IPON ratings calculation

lkaufman · Post by **lkaufman** » Fri Dec 30, 2011 5:39 am

Robert Flesher wrote:
lkaufman wrote:Could you please comment on how Komodo 4 uses its time in your testing, compared to other engines and also compared to what you think is ideal? We did not design our time control for ponder on games, and I'm thinking this was a big mistake. This probably hurts our results in your testing and IPON. Maybe we can correct this.

I still believe ponder on testing is less efficient than giving double the time, even your own statistics agree. But since you and IPON do it, we need to pay attention to it.

Best regards,
Larry

In regards to time management, I have noticed some strange time management in SD games in which each engine will have 40 min each with pondering off. Komodo can have 30 min left on the clock and it will sometimes only use 6-7 seconds and then move, this seems like poor time management. However, because it did not lose these games, maybe it knew what it was doing in each particular position and figured it was fine.

That shouldn't happen. I take it these weren't obvious recaptures or the like? Can you tell me anything about the positions where this happens?

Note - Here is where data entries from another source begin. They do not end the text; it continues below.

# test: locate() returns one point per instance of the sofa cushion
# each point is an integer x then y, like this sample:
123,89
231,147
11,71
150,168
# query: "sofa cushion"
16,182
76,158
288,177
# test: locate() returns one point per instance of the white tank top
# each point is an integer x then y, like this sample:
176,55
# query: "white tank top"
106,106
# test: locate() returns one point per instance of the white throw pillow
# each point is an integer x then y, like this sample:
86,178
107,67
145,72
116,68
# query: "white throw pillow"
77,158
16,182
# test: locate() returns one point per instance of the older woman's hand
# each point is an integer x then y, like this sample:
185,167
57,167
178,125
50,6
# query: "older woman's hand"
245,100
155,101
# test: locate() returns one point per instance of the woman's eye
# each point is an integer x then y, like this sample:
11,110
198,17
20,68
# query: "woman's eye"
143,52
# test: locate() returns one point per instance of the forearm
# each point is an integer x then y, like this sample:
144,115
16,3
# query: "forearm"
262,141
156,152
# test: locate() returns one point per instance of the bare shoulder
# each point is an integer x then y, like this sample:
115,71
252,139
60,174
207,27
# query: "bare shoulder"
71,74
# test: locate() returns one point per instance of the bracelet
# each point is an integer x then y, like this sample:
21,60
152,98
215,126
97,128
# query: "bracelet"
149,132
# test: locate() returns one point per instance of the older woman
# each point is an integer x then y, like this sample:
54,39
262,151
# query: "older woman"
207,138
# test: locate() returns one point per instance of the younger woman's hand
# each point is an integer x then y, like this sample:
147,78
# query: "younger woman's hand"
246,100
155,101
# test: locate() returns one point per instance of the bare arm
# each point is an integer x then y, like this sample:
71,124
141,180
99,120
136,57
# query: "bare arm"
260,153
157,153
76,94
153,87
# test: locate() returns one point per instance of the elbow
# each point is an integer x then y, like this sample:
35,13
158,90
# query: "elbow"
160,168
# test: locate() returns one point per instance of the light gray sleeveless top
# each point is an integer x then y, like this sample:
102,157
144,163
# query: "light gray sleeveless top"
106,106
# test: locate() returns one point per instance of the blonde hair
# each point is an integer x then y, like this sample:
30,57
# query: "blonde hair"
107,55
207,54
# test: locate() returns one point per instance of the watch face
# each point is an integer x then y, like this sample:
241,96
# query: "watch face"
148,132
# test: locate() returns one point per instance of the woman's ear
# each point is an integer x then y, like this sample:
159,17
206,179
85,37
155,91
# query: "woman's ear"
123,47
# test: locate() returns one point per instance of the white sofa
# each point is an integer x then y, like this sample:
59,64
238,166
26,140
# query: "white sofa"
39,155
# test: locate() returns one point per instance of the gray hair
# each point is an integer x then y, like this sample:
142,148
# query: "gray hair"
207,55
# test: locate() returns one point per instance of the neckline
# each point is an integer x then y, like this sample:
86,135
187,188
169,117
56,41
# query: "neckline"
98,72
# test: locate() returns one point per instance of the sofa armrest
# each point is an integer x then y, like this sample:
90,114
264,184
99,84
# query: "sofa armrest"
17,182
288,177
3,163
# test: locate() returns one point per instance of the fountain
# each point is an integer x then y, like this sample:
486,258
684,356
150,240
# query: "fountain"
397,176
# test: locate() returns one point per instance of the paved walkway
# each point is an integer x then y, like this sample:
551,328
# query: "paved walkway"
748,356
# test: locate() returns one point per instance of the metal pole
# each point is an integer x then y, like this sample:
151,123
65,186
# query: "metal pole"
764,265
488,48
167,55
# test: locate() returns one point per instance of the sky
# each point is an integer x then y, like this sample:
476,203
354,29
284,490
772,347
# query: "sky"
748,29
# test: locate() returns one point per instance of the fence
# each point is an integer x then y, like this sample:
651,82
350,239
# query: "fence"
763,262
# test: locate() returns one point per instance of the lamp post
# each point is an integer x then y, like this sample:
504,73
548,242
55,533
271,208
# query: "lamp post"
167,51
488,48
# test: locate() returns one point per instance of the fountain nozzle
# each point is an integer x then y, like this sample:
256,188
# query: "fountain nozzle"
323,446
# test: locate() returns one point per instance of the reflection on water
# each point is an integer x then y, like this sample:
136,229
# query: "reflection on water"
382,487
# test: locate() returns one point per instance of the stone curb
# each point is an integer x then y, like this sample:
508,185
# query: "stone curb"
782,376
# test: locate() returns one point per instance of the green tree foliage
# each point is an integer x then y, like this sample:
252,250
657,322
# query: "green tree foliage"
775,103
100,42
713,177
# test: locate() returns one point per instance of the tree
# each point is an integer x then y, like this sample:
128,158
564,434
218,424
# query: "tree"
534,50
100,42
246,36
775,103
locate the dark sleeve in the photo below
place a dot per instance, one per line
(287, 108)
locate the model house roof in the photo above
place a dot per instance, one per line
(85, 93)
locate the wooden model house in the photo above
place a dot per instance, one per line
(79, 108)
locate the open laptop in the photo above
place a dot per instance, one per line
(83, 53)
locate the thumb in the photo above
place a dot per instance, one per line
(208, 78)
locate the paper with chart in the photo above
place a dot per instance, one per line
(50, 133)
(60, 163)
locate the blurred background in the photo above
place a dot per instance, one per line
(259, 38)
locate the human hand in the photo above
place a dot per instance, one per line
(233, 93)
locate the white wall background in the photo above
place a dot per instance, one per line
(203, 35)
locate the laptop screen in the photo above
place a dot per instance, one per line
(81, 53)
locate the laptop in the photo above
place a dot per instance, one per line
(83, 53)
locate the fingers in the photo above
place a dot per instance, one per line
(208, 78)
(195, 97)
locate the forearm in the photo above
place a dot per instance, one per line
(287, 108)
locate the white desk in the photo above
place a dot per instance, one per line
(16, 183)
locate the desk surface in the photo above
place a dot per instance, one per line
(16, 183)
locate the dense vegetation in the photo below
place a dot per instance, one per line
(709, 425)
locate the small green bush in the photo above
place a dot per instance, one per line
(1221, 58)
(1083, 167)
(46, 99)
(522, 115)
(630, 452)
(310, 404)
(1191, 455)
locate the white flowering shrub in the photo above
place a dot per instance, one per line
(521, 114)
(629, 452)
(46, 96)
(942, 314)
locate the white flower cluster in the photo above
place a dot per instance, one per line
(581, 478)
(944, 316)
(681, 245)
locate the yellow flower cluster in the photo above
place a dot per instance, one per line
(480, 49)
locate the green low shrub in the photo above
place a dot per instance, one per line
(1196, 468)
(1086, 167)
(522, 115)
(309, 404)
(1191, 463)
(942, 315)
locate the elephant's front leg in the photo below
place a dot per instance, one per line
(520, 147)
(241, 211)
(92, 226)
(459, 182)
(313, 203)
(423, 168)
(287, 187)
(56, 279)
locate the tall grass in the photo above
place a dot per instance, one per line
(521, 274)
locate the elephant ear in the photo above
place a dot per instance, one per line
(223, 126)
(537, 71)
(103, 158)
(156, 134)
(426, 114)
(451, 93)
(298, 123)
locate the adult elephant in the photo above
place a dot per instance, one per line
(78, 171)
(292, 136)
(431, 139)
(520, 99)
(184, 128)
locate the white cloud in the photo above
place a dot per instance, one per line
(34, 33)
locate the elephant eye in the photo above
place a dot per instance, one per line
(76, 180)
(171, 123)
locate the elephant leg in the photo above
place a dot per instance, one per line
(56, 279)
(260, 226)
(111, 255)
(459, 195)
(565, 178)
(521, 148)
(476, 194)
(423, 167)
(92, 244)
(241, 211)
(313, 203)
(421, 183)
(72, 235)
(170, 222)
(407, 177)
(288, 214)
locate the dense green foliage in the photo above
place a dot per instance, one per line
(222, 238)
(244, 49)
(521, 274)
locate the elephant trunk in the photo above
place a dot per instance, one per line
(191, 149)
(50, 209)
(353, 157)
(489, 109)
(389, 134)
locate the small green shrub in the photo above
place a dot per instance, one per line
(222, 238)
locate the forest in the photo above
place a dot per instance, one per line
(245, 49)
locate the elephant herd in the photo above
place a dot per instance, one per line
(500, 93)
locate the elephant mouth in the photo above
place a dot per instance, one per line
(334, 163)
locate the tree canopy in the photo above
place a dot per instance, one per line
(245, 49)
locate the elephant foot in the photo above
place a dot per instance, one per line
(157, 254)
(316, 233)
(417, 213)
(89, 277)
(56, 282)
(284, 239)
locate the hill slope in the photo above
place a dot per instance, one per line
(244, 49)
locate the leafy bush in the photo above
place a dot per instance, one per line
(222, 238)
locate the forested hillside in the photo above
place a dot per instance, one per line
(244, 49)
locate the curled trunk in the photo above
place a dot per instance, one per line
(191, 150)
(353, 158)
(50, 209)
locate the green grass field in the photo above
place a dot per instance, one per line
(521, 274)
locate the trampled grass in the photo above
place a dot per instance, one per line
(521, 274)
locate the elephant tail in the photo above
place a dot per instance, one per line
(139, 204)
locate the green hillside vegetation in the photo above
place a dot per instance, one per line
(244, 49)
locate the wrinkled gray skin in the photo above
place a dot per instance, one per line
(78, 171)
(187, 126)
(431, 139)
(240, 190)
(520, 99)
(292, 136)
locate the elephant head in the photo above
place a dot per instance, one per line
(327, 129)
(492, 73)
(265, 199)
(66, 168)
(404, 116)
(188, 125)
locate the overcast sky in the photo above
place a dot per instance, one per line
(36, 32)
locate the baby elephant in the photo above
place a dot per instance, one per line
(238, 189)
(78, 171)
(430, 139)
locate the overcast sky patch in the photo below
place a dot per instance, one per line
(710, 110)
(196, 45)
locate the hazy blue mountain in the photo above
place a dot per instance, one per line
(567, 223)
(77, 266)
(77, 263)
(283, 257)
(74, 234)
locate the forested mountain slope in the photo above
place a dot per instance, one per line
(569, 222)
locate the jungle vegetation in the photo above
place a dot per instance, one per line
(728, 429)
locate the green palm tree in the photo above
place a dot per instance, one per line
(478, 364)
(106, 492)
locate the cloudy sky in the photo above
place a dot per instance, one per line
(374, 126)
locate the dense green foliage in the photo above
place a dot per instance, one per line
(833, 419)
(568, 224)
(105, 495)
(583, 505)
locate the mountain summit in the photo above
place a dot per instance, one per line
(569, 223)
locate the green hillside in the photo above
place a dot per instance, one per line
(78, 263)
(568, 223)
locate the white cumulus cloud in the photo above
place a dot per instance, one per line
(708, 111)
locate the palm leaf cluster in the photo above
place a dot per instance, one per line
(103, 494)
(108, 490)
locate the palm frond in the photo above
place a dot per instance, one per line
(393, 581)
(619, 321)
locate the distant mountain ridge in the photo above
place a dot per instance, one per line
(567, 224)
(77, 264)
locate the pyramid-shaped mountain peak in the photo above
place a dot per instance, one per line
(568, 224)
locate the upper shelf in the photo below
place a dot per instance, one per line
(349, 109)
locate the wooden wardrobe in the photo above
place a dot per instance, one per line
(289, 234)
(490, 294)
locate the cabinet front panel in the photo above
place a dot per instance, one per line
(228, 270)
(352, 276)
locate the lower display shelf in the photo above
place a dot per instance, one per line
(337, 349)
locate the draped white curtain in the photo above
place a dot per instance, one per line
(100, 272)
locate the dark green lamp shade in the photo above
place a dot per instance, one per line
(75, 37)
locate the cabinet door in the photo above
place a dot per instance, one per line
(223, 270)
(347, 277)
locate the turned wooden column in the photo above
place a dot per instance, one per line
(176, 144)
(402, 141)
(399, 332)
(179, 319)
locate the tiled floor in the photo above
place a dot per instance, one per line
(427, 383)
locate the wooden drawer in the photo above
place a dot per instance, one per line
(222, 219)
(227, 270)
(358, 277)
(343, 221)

LucenaTheLucid · Post by **LucenaTheLucid** » Fri Dec 30, 2011 5:44 am

Larry I can send you a PGN of some games where Komodo does this. It shows the seconds per move + evaluation of what Komodo thinks in the PGN.

lkaufman · Post by **lkaufman** » Fri Dec 30, 2011 6:02 am

LucenaTheLucid wrote:From watching Komodo play with ponder=off on my computer it seems to me like Komodo uses very little of its time and has too much left at the end.

As far as changing hash table sizes mid-game I don't know if the UCI protocol would allow it because I *think* the GUI sends the command for hash size but I could be wrong.

Please specify the time limit you refer to, I don't know if it is increment or sd or repeating, and if increment the ratio of main time to increment is important.

lkaufman · Post by **lkaufman** » Fri Dec 30, 2011 6:03 am

LucenaTheLucid wrote:Larry I can send you a PGN of some games where Komodo does this. It shows the seconds per move + evaluation of what Komodo thinks in the PGN.

Please do so. You can send it to Don Dailey, his email address is listed on this site.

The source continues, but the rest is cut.